Simply Poulet. It means chicken in French.
If you are a chicken lover, you would probably have tried Poulet. If you are not, like me, it took me a long while before I decided to try and see what the rave is all about.
In Singapore, we get way too many choices when it comes to food. So, inadvertently, most of us become “foodies” in our own right. Sometimes, I despair that I can’t actually try all the food there is in Singapore, much less my favorite foodie spot: Malaysia. Yes. I do love to eat, don’t you?
In Singapore, we are often bombarded with dining choices, from a myriad of countries, flavors, ingredients, style and atmosphere. What really defines good food? For example, I do prefer to eat at my local neighborhood hawker centre six days out of seven, and to me, that is really good food (especially the humble duck porridge). Because one of the criteria of good food is affordability and accessibility. However, if I ask a friend to come all the way from Tampines to try my favorite duck porridge, she would say hers is better because it is more accessible to her. Probably, that is why I have never felt the need to review the duck porridge next door. And perhaps, that is why I had read that “blog foodies” are always a hit or miss. So, don’t take my word for it when I say something is delicious!
So, back to Poulet. How was my dining experience? I finally decided to walk into the restaurant at 4pm on a weekday. Naturally, there were only a few people, as this is not their typical meal time. Poulet is founded in Singapore, and claims to follow the tenets of French cooking, and yet make it casual and affordable to everyone. Looking at the menu, it does seem much cheaper than certain restaurants out there. For example, I ordered their signature Poulet with wine sauce and it is only $11.80 for half a chicken. Not that expensive, considering the portion and the restaurant setting.

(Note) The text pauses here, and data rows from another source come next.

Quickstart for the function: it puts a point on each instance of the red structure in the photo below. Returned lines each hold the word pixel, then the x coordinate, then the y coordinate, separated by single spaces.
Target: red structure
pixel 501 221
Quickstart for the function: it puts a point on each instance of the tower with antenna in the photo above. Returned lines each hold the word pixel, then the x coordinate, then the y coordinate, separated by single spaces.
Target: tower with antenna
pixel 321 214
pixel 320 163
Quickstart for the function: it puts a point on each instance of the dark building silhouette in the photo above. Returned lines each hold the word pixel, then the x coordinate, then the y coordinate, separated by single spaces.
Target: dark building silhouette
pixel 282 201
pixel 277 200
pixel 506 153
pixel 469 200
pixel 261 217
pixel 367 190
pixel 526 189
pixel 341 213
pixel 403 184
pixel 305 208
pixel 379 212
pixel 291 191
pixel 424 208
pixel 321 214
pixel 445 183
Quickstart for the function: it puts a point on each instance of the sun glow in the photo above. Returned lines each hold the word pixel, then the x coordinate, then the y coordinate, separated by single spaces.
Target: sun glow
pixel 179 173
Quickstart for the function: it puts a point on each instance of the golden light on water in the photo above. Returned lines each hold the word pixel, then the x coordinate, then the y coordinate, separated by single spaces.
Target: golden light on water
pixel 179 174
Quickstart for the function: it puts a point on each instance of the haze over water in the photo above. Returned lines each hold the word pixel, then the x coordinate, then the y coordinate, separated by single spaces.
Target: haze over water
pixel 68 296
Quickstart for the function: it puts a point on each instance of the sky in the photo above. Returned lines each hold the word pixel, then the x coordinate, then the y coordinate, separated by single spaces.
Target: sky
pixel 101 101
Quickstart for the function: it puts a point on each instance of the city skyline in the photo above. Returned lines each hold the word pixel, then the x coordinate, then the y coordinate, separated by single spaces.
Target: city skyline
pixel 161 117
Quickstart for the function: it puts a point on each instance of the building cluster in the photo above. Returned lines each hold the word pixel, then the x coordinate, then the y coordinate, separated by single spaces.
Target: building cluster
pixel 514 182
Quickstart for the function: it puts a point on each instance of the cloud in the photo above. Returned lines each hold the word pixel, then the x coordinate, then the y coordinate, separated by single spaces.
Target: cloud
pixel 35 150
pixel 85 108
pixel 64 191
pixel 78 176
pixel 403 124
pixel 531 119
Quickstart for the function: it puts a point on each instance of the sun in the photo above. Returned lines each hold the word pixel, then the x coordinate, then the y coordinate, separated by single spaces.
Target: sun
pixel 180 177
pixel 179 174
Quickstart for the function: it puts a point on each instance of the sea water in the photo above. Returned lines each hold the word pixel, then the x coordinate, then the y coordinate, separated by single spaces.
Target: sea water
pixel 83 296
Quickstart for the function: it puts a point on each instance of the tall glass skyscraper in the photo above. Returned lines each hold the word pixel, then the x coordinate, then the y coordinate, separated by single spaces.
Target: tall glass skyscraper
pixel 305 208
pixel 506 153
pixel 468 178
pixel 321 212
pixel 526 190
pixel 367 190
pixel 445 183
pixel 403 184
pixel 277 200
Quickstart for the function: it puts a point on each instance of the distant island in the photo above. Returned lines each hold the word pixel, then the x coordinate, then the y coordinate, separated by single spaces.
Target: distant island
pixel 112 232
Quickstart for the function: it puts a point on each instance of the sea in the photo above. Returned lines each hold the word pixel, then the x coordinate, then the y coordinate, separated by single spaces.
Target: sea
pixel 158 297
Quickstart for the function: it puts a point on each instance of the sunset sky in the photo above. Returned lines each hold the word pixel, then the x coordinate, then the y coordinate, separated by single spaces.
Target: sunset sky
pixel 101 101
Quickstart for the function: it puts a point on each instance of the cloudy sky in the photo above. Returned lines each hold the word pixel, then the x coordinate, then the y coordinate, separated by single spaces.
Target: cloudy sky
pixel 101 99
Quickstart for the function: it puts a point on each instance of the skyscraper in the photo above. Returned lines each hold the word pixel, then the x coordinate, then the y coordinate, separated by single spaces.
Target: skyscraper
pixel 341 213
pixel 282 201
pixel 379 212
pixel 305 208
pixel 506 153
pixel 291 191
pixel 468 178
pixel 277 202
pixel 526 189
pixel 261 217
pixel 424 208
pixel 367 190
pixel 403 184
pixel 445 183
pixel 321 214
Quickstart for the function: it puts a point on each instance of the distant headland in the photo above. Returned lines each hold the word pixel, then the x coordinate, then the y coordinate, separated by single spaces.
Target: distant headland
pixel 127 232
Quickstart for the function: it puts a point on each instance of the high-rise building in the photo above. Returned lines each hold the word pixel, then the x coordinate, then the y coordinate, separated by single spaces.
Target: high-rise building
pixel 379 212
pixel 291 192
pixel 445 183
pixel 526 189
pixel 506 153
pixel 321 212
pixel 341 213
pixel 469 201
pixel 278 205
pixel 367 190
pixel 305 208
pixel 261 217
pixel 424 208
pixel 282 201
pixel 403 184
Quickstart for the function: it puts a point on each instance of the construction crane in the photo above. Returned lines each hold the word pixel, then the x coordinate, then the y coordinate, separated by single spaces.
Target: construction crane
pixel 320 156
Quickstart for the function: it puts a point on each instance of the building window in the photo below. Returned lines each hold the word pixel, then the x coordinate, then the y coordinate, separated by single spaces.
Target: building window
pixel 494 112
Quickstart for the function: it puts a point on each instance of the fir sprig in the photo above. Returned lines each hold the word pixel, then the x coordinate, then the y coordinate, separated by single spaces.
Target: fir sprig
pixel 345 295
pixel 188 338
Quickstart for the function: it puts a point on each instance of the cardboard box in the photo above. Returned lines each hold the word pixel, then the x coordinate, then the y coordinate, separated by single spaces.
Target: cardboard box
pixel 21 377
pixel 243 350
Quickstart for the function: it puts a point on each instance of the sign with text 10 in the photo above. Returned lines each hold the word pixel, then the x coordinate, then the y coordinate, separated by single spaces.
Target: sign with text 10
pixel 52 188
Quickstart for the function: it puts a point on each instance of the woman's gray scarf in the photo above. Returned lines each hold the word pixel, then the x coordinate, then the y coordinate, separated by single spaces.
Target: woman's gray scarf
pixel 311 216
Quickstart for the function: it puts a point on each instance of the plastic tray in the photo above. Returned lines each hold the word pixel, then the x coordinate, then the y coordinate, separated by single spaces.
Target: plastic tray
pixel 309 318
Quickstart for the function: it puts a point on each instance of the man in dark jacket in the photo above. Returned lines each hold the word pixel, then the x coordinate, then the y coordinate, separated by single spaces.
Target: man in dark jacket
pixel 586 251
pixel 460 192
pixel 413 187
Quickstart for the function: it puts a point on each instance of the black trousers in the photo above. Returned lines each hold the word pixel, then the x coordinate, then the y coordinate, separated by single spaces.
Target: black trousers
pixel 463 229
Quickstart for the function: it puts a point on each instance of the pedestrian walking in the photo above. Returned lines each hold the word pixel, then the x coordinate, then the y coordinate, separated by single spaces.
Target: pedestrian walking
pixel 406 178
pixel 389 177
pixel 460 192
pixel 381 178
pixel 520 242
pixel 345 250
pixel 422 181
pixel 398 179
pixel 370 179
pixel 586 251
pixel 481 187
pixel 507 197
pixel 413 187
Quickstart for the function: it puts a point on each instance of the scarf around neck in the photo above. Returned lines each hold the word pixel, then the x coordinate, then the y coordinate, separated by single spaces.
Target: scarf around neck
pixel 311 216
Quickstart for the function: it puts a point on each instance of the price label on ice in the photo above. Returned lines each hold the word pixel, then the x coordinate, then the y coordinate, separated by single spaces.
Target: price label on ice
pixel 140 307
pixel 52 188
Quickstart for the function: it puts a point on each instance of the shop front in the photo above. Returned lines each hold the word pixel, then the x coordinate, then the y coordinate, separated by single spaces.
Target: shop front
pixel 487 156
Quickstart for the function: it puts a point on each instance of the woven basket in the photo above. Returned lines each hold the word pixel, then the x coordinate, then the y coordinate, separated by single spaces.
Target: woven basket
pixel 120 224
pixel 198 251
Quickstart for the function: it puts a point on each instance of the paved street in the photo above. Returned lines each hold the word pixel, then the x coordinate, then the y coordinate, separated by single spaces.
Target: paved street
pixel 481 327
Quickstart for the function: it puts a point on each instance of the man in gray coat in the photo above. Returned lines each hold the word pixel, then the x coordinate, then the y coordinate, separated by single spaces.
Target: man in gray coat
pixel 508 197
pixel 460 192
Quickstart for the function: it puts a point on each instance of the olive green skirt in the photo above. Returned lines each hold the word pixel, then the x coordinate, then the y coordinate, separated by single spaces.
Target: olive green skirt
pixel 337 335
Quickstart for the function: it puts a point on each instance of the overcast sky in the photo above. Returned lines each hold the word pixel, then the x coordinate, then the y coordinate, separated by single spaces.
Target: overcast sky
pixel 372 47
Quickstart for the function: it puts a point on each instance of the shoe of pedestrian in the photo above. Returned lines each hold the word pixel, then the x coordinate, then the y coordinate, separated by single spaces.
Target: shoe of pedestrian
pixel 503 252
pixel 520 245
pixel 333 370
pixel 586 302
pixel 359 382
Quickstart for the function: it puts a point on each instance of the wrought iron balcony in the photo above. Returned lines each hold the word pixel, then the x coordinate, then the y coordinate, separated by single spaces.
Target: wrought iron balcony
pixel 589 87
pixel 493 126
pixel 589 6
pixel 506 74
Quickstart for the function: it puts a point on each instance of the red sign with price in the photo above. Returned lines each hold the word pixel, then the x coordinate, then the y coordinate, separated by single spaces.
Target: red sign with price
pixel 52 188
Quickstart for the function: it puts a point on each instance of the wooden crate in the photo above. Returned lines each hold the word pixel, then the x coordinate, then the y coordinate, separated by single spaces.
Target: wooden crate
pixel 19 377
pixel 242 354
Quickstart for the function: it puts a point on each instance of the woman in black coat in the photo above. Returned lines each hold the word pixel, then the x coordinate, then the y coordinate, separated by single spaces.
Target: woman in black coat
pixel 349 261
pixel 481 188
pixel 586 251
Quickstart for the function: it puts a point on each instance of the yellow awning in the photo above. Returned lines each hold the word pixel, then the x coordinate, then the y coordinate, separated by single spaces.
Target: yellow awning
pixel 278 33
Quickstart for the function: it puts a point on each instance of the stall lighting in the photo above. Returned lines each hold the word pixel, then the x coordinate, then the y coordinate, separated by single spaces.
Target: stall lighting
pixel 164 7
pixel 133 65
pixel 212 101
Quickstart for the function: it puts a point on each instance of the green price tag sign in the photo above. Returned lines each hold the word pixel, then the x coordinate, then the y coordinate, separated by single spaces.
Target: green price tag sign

Not disappointingly, the chicken was cooked to almost perfection. It is super tender and soft. The cranberry sauce that goes with it was delicious. I have always maintained that cranberry is the best sauce to go with meats, because it is tart, sweet and slightly bitter. I prefer my meats to be fruity! That aside, although I enjoyed the chicken, I do think that is may be a tad too soft and chewy. It is certainly marinated and cooked to the point that it does not really feels like chicken, or at least, what you think may be chicken. Perhaps I may be comparing this roast chicken too much to chicken rice chicken.
The next item we ordered to go with the chicken was Chestnut rice. (I have to make a note to try to take note of the prices in future. You think?) It was slightly buttery and you can taste chunks of chestnuts in the rice. Generally not too bad!
We had also ordered Sauté Wild Mushroom ($7.80). As expected, the mushrooms were well-flavored and had a nice crunchy texture. The cherry on the cake, was actually a soft boiled egg placed gently on top. Break it and gold simply pours out and makes the dish rich and creamy, and it also added a touch of what is reminiscent of home-cooking.
Last but not least, we ordered Ratatouille. Strangely, in all the reviews I have read, it seemed that very few have ever tried this dish. Perhaps because it is a vegetable dish, and one of the main ingredients is the feared and despised Aubergine aka Brinjal. Granted, the looks are not very palatable but you’ll have to trust me when I say, it is absolutely delicious. It is tasty, with a hint of smokiness and sweet and sour. There are even some crispy bits which god knows what they are. My husband, who absolutely dislikes the mushy brinjal, could not stop eating it. It simply shows, certain foods when done right, are delicious!
All in all, perhaps the chicken is not living up to the standards of a restaurant that names itself after it, you can still get pretty good food at Poulet.